11. Dealing with this case, S.R. Das, C.J., speaking for the majority in Garikapati Veeraya's case, : [1957]1SCR488 that this case was an example of the vested right of appeal being taken away, not by the abolition of the Court of appeal, but by an express or necessary intendment of the saving clause.

12. The case illustrates the principle that even where the Court of appeal continues to exist, but the provision conferring the right of appeal is repealed prospectively, it shows an intention that the vested right of appeal in previously instituted cases was not to be exercised in the new Court of appeal.

12-A. The Amending Act of 1954 also provided a saving clause in Section 3. It stated:--

'3. Savings. (1) Any amendment made by this Act shall not affect the validity, invalidity, effect or consequence of anything already done or suffered, or any right, title, obligation or liability already acquired, accrued or Incurred or any release or discharge of or from any debt, decree, liability, or any jurisdiction already exercised, and any proceeding instituted or commenced in any Court prior to the commencement of this Act shall, notwithstanding any amendment herein made, continue to be heard and decided by such Court.

(2) Where by reason of any amendment herein made in the Indian Limitation Act, 1908, or any other enactment mentioned in column 2 of the Schedule, the period of limitation prescribed for any suit or appeal has been modified, or a different period of limitation will hereafter govern any such suit or appeal, then, notwithstanding any amendment so made or the fact that the suit or appeal would now lie in a different Court, the period of limitation applicable to a suit or appeal, as aforesaid, in which time has begun to run before the commencement of this Act shall continue to be the period which but for the amendment so made would have been available.'

Sub-section (1) preserves the rights which had already accrued or had already been acquired. So, the substantive right of appeal which had accrued to a litigant would remain unaffected by any amendments introduced by the amending Act of 1954. Sub-section (2), however, seems to restrict this wide implication of Sub-section (1). Under it, where the periodof limitation for any suit or appeal has been modified or a different period is prescribed by the amendments, then notwithstanding the amendments, and further, notwithstanding the fact that the suit or appeal would now lie in a different Court, the period of limitation applicable to the suit or appeal in which time has begun to run before the commencement of this Act, shall continue to be the period which, but for the amendments so made, would have been available. Two things are significant. The pre-existing period of limitation would continue to be available only where it had begun to run, that is to say in cases where the decree or order had been passed before the commencement of the Act. The previously prescribed period of limitation would not be available if the suit was pending, and the decree or order had not been passed till that date. In this way, the right of appeal was curbed and modified in respect of its period of limitation.

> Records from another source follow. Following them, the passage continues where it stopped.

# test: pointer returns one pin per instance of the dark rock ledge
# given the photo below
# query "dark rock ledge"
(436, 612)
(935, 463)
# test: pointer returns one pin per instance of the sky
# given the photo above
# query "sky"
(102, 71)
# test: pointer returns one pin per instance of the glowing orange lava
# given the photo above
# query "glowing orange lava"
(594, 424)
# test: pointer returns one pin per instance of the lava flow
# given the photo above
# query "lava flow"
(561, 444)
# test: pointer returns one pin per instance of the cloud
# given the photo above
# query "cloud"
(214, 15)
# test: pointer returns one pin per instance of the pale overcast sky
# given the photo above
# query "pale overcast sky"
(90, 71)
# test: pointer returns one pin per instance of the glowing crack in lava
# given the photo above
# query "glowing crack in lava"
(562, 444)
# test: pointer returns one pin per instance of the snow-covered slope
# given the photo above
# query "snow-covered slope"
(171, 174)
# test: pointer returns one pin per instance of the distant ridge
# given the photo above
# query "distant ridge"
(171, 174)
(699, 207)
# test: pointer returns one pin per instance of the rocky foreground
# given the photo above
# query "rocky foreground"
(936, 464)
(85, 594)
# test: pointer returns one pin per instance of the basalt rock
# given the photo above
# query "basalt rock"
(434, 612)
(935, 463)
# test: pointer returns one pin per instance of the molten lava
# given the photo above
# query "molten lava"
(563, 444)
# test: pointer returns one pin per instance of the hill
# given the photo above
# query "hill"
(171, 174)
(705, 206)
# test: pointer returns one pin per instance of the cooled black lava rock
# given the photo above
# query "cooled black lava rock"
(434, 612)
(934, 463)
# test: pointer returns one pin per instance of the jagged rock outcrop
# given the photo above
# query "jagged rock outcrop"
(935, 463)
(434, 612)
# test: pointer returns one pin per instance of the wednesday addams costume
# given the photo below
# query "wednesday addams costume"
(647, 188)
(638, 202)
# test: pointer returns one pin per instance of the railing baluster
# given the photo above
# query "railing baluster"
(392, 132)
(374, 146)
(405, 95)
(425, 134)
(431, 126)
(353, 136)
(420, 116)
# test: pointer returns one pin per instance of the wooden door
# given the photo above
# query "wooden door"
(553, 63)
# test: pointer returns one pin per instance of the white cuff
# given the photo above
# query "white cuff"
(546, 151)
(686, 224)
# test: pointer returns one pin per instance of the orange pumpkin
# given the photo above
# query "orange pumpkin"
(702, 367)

13. Secondly, the effect in relation to the period of limitation has been expressly stated to operate notwithstanding the fact that an appeal would now lie in a different Court. Sub-section (2) deals with suits filed prior to the date of the commencement of the Act. It says that though the appeal would now He in a different Court, yet in decided suits the previously prescribed period of limitation for an appeal would nonetheless be available. The necessary intendment appears to be that an appeal in suits pending on that date would lie in the new forum; because otherwise the phrase 'notwithstanding the fact that the appeal would now lie in a different Court' would fulfil no purpose, carry no meaning. If this phrase had not been there, the position would have been that the appeal would have lain to the old Court, but if time had begun to run, the old period of limitation would be available. The legislature cannot be presumed to be indulging in surplusage. The conclusion seems inescapable that this phrase was designed to catch and canalise the right of appeal in pending suits.

14. In my opinion, Sub-section (2) is an exception to Sub-section (1) in respect of two matters relating to the potential right of appeal (which has not become perfected by the passing of the decree), namely, the forum and the period of limitation. This Act, therefore, changes the forum of appeal against decrees or orders passed after its commencement, in suits instituted prior to its commencement.

15. I venture to think that this view is in line with the decision of the Supreme Court in Lakshmi Narain v. First Additional District Judge, Allahabad : [1964]1SCR362 . There, it was observed that the Statement of Objects and Reasons of the amending Act, inter alia, stated that:--

'In order to reduce the volume of work in the High Court and to ensure quicker disposal of appeals, the Bengal, Agra and Assam Civil Courts Act, 1887, is proposed to be amended so that appeals in cases from Rs. 5,000 to Rs. 10,000 in valuation may be heard by the District Judge.'

The Supreme Court held:--

'It is true, as pointed out by the High Court, that the object behind the amendment in question was to give relief to the High Court. But the High Court was in error in thinking that the legislature amended the law as the 'relief was required instantaneously'. The amending Act 'may have given relief to the High Court in respect of appeals to be instituted after the commencement of the Act,' but it did not grant the much required relief to that Court in respect of the pending first appeals.' (emphasis (here in ' ') mine).

The Supreme Court thus seems to have been of the view that the change of forum introduced by the amending Act would apply to appeals that may be instituted after the commencement of the Act. If the amending Act is interpreted to apply only to suits filed after it came in force, the object of the legislature would not be achieved even after a generation. In the present case, the suit was filed in 1934. If an appeal filed even 33 years after, is to lie in the High Court, the legislature may as well have not made any amendment with a view to relieve the High Court. The Courts ought, as far as is reasonably possible, to so construe the provisions as would advance the aim, aspiration and purpose of the legislature, and not frustrate it altogether.

16. For the respondents, reliance was placed upon the decision of a Division Bench of this Court in Cyril Austin Spencer v. M.H. Spencer, 1955 All LJ 307. There, the matter was considered before the admission of the appeal. The respondents were not heard. The Bench expressed its opinion 'as at present advised'. The Bench held:--

'Section 3 of the amended Act says that any right, title, obligation or liability already acquired, accrued or incurred shall continue to be heard and decided by such Court. Accordingly, the right of appeal which had become vested in a party before the commencement of the Act is not affected by the provisions of the Act. All those appeals, therefore, which lay to this Court under the old law would still continue to lie to this Court provided that the suit or other proceeding was instituted prior, to the commencement of the Act.'

It is apparent from these observations that the Bench considered only Sub-section (1) of Section 3. It did not take intoaccount Sub-section (2) of Section 3, The decision is, with respect, per incurium.

17. In the present case, the original suit was filed in 1934. It was pending on, 30th November, 1954, when the U.P. Civil Laws (Reforms and Amendment) Act, 1954, came into force. The execution application was filed in 1965. The decree sought to be appealed against was passed on 23rd December, 1967. It would be governed by the amended provision in Clause (a) of Section 21 (1) of the Bengal, Agra and Assam Civil Courts Act. The valuation of the original suit was Rs. 7,162/8. Accordingly, the appeal lay to the District Judge. It was not competent in this Court.

18. My answer to the question referred to this Bench is that an appeal would lie to the District Judge, and not in this Court.

S.N. Dwivedi, J.

19. I agree.

R.B. Misra, J.

20. I agree.

21. BY THE COURT: Our answer tothe question referred to this Bench is thatan appeal would lie to the Court of theDistrict Judge and not to the High Court.